123 Ariz. 223 599 P.2d 179

599 P.2d 179

Samuel GROSSMAN, as Trustee of Grossman Trust, Park Central Properties, a partnership, Samara Corporation, a New York Corporation, Business Realty of Arizona, Inc., an Arizona Corporation, and Iger and Sheffel Investments, a partnership, Petitioners, v. WESTMORELAND II INVESTORS, an Illinois limited partnership, Maricopa County, The Maricopa County Assessor, The Maricopa County Board of Supervisors, The Arizona Department of Revenue, The Arizona Board of Property Tax Appeals, The Superior Court of Arizona, In and For the County of Maricopa; and The Honorable Harold D. Martin, Respondents.

No. 14210.

Supreme Court of Arizona, In Banc.

June 26, 1979.

Rehearing Denied Sept. 6, 1979.

Snell & Wilmer by Warren E. Platt, Donald D. Colburn, Robert C. Bates, Phoenix, for petitioners.

Charles F. Hyder, Maricopa County Atty., Beer & Kalyna, P. C. by Donald P. Roelke, Paul Beer, Phoenix, for respondents Maricopa County, Maricopa County Assessor, Maricopa County Board of Supervisors, Arizona Department of Revenue and Arizona State Board of Property Tax Appeals.

Tanner, Jarvis & Owens by Wallace 0. Tanner, Phoenix, for respondent Westmoreland II Investors.

CAMERON, Chief Justice.

This is a special action brought jointly by the owners of four shopping centers to stay *224a court order compelling disclosure by the Maricopa County Assessor of allegedly confidential information given to the assessor for the purposes of determining the value of petitioners’ properties. We have jurisdiction pursuant to the Ariz.Const., art. 6, § 5(4).

The facts necessary for a determination of this matter on appeal are as follows. All real property in the State of Arizona is required to be valued at “full cash value” or its “market value.” A.R.S. § 42-227. See Burns v. Herberger, 17 Ariz.App. 462, 468 P.2d 536 (1972). In determining what is full cash or market value, three methods of assessment are used. First is the cost replacement method, that is, the initial value or cost of the property plus appreciation and less depreciation. Second is the market data method, that is, the value as determined from recent sales of comparable properties in the same market. Because there are not many sales of shopping centers and because of the many differences between shopping center size, age and location, the market value approach is not normally used for this kind of property. Third is the income approach method determined by the property’s net earning power based on the capitalization of the net income. See Burns v. Herberger, supra. In Maricopa County, the initial valuation of a new shopping center is done by the cost method. The third method, the income approach, is frequently used after a shopping center has been in operation long enough to make this method feasible. The information and data necessary to perform an income analysis is solely with the possession of the owner of the shopping center and this information must be provided by the owner to the assessor before the assessor can perform an income analysis and arrive at a market value based upon the income method. That this method can be advantageous for some shopping centers is indicated by respondents’ memorandum which states that one of the petitioners had its valuation reduced from $15.15 per square foot to $7.82 per square foot by use of the income method as opposed to the cost replacement method. Information concerning the gross income as well as the terms of a center’s lease and rental agreements with its stores are of value to competitors. The Assessor’s Office represents to the owners that this information is presented to the assessor in confidence.

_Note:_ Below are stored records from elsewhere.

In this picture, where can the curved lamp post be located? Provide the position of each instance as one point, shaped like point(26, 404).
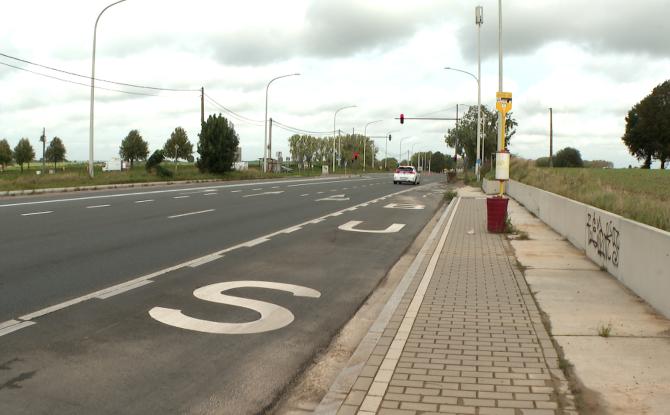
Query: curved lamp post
point(334, 129)
point(91, 119)
point(265, 146)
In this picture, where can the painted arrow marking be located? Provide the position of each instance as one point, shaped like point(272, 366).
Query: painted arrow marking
point(408, 206)
point(273, 317)
point(265, 193)
point(351, 227)
point(335, 198)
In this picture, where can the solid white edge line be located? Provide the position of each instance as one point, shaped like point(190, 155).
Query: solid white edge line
point(14, 327)
point(46, 212)
point(382, 379)
point(191, 213)
point(153, 275)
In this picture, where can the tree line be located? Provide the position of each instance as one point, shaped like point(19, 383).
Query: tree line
point(647, 133)
point(23, 152)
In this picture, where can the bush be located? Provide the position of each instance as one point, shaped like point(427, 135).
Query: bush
point(568, 157)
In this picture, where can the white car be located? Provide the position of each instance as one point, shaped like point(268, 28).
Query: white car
point(406, 174)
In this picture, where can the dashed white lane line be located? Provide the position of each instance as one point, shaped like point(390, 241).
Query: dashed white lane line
point(190, 213)
point(24, 321)
point(46, 212)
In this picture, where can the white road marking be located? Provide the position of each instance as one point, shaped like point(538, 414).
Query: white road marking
point(164, 271)
point(273, 317)
point(276, 192)
point(205, 260)
point(408, 206)
point(13, 325)
point(351, 227)
point(334, 198)
point(123, 289)
point(190, 213)
point(382, 379)
point(310, 182)
point(46, 212)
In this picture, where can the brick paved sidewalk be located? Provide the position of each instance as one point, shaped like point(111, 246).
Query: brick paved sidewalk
point(467, 338)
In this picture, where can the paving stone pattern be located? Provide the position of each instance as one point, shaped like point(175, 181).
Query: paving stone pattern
point(477, 346)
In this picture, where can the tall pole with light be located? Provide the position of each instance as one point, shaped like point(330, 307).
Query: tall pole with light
point(266, 148)
point(365, 137)
point(335, 130)
point(91, 117)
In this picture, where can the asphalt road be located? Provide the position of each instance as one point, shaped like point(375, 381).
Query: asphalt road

The instant special action resulted from a tax equalization suit brought by Westmoreland II Investors pursuant to A.R.S. § 42-204 against the Maricopa County Assessor. Westmoreland alleged that its property, Hayden Plaza Mesa, was overvalued by the assessor for the years 1975, 1976 and 1977 as compared to thirteen other shopping centers in Maricopa County. Westmoreland contended that there was an intentional, systematic overvaluation of its property when compared to the lower assessments placed on similar property in the same class. See Sparks v. McClusky, 84 Ariz. 283, 327 P.2d 295 (1958).

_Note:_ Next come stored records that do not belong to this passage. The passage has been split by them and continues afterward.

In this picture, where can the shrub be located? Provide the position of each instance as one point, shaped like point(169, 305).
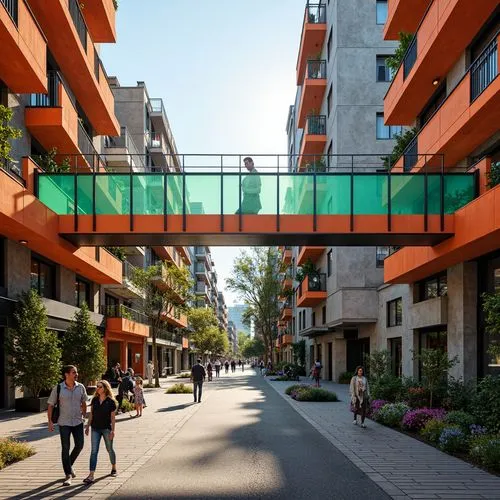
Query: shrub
point(452, 439)
point(432, 430)
point(486, 403)
point(179, 389)
point(12, 451)
point(415, 420)
point(461, 419)
point(391, 414)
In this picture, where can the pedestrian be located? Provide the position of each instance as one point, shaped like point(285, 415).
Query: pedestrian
point(68, 402)
point(102, 422)
point(150, 372)
point(197, 377)
point(360, 395)
point(138, 397)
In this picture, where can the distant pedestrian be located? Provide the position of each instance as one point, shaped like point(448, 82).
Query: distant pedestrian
point(70, 399)
point(102, 422)
point(360, 395)
point(198, 375)
point(138, 397)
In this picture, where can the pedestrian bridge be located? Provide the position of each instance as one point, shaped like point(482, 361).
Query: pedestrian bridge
point(200, 205)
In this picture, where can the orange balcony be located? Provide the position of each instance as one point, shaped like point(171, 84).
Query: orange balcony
point(313, 90)
point(477, 232)
point(24, 218)
point(402, 17)
point(312, 291)
point(100, 16)
point(313, 141)
point(312, 38)
point(445, 32)
point(24, 61)
point(63, 25)
point(312, 253)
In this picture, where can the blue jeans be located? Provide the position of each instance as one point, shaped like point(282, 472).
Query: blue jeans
point(65, 432)
point(96, 441)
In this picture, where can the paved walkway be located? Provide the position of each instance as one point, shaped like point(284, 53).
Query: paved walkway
point(402, 466)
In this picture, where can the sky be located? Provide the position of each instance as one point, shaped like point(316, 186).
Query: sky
point(225, 70)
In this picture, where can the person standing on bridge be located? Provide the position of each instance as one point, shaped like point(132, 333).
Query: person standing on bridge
point(250, 189)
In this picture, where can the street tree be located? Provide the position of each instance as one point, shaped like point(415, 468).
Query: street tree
point(165, 290)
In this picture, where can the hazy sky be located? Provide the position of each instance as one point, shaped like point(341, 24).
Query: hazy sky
point(224, 68)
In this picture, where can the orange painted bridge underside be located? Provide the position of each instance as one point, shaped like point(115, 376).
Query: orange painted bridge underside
point(255, 230)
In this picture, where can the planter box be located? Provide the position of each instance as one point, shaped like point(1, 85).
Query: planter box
point(33, 405)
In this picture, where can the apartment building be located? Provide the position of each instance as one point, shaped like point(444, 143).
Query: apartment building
point(448, 88)
point(337, 119)
point(53, 80)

In order to show that the properties were unfairly valued, Westmoreland served a subpoena duces tecum on Mr. Harold Guy of the Maricopa County Assessor’s Office directing him to produce all income and expense data submitted to the Assessor’s Office by the thirteen named shopping centers. Westmoreland contends that the subpoenaed information is of critical importance to the furtherance of its suit, that valuations involve judgments made by .the assessor which are based on these income and expense statements, and that it is these judgments that result in discriminatory assessments. The assessor objected to disclosure on the grounds that the requested information was confidential by statute. Westmoreland then brought a motion to compel the production of documents which was granted. The owners of four shopping centers — Christown, Thomas Mall, Camel-view Plaza, and West Plaza Shopping Center — then brought the instant special action in order to keep the information from being made available to Westmoreland. We took jurisdiction because this is a matter of statewide concern and there is no adequate remedy by appeal.

Our statutes provide that the assessor may request from the taxpayer, or its officers, information “bearing upon the listing *225or valuation of taxable property,” and that failure to provide it is a class 2 misdemean- or. A.R.S. § 42-222. A.R.S. § 42-223 provides that the property owner shall deliver to the assessor a correct listing of his property and that:

“B. The lists furnished under this section are not to be open to public inspection, provided, that such lists may be used as evidence in any prosecution brought under §§ 42-222 and 42-252.” 1 A.R.S. § 42-223.

We have no difficulty in finding that the term “lists,” as used in A.R.S. § 42-223, encompasses the material requested and used by the assessor in assessing property values under the income approach method.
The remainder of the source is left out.